Despite their UT ties, Hickok has only meant Hammer once, at a Texas get-together prior to a college event a year ago at Colonial Country Club, with Fields asking Hickok to speak to the team. But Hickok, Spieth and Hammer all share the same coach – Cameron McCormick, who was at the Golf Club of Houston on Wednesday watching Hammer during his pro-am round.
“He’s in really good hands,” Hickok said. “Plus he has a great supportive family around him to make sure to help him make the right decision, whatever that may be. But if he ever needs to pick my brain, I’m here for him.”
So, if Hammer were to pick Hickok’s brain, what advice would he offer?

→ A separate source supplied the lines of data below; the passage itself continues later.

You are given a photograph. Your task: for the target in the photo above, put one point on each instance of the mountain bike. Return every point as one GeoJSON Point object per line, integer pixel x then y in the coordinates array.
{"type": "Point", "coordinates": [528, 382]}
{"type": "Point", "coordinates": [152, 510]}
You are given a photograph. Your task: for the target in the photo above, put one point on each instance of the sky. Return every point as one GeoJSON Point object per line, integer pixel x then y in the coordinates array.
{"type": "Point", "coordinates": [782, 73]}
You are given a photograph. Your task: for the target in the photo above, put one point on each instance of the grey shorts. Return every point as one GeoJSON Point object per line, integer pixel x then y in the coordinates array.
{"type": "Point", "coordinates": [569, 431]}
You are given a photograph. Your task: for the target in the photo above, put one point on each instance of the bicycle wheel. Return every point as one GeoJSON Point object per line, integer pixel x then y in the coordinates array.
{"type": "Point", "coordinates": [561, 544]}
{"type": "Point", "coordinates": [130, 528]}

“I think he can come out here and compete right away, but that doesn’t mean he can’t use the next few years to get better,” Hickok said. “Also, once you leave college, you never get that back. Just the experience of college, having that camaraderie with your teammates – it really makes you appreciate the game of golf on a different level.
“I know I got better every single year and I think Cole can certainly do the same. I think he’s going to be a guy who’s going to be competing out here week in and week out once he is out here. Really, it’s just going to be up to him to decide when he’s ready. Mentally, if he knows he’s ready and he’s already prove to himself he can compete, think I think he’ll be ready (to turn pro).

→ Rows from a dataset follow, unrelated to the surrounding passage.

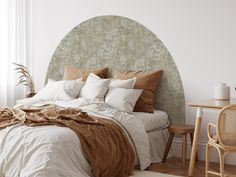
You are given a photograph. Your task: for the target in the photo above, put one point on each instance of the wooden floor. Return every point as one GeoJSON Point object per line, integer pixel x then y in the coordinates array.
{"type": "Point", "coordinates": [174, 166]}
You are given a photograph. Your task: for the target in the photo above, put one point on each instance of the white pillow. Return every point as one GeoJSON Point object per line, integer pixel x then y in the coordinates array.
{"type": "Point", "coordinates": [123, 99]}
{"type": "Point", "coordinates": [95, 87]}
{"type": "Point", "coordinates": [60, 90]}
{"type": "Point", "coordinates": [127, 84]}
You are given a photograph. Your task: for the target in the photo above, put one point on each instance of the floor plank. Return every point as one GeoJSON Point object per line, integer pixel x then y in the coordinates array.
{"type": "Point", "coordinates": [174, 166]}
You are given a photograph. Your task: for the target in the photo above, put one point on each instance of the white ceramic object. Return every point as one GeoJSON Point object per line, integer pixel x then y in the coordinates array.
{"type": "Point", "coordinates": [222, 92]}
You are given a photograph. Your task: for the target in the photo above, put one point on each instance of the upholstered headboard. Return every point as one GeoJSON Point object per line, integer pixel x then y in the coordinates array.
{"type": "Point", "coordinates": [121, 43]}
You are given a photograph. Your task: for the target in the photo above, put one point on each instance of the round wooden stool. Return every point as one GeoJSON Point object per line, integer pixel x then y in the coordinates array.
{"type": "Point", "coordinates": [179, 129]}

“But more time in college is always great. If I was going to sway him in any direction, I’d say, hey, man, there’s not rush.”
Cole Hammer doesn’t seem to be in any hurry to give up the college experience, but the allure of turning pro and competing against the world’s best golfers can be a powerful draw. If he makes some noise this week in his hometown event, it will be even more difficult to resist.
“It’s fun to have this opportunity to make this decision,” Hammer said. “It’s a great spot to be in. But like I said, college is a blast. I’m only a sophomore – I’ve got plenty of time left. Just trying to figure it out as I go.”